On Thu, Apr 22, 2021 at 05:42:28PM +0100, Mark Rutland wrote:
On Thu, Apr 22, 2021 at 05:07:53PM +0100, Will Deacon wrote:
> On Wed, Apr 21, 2021 at 06:10:05PM +0100, Mark Rutland wrote:
> > On Mon, Apr 19, 2021 at 01:19:33PM +0100, Will Deacon wrote:
> > > On Fri, Apr 16, 2021 at 02:34:41PM +0100, Mark Rutland wrote:
> > > > I think this is a problem we created for ourselves back in commit:
> > > >
> > > > 15956689a0e60aa0 ("arm64: compat: Ensure upper 32 bits of x0
are zero on syscall return)
> > > >
> > > > AFAICT, the perf regs samples are the only place this matters, since
for
> > > > ptrace the compat regs are implicitly truncated to compat_ulong_t,
and
> > > > audit expects the non-truncated return value.
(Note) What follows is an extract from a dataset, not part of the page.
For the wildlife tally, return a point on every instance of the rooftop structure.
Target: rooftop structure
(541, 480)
Other architectures
don't
> > > > truncate here, so I think we're setting ourselves up for a game
of
> > > > whack-a-mole to truncate and extend wherever we need to.
> > > >
> > > > Given that, I suspect it'd be better to do something like the
below.
> > > >
> > > > Will, thoughts?
> > >
> > > I think perf is one example, but this is also visible to userspace via
the
> > > native ptrace interface and I distinctly remember needing this for some
> > > versions of arm64 strace to work correctly when tracing compat tasks.
> >
> > FWIW, you've convinced me on your approach (more on that below), but
> > when I went digging here this didn't seem to be exposed via ptrace --
> > for any task tracing a compat task, the GPRs are exposed via
> > compat_gpr_{get,set}(), which always truncate to compat_ulong_t, giving
> > the lower 32 bits. See task_user_regset_view() for where we get the
> > regset.
> >
> > Am I missing something, or are you thinking of another issue you fixed
> > at the same time?
>
> I think it may depend on whether strace pokes at the GPRs or instead issues
> a PTRACE_GET_SYSCALL_INFO request but I've forgotten the details,
> unfortunately. I do remember seeing an issue though, and it was only last
> year.
Ah; I hadn't spotted PTRACE_GET_SYSCALL_INFO, thanks for the pointer. I
see that gets at the regs via syscall_get_arguments(), which doesn't
truncate them.
That makes me wonder whether x86 and others do the right thing here...
Yes, some architectures had to be fixed, but they mostly do the right
thing nowadays.
Feel free to use tools/testing/selftests/ptrace/get_syscall_info.c for
testing, or indeed use strace test suite.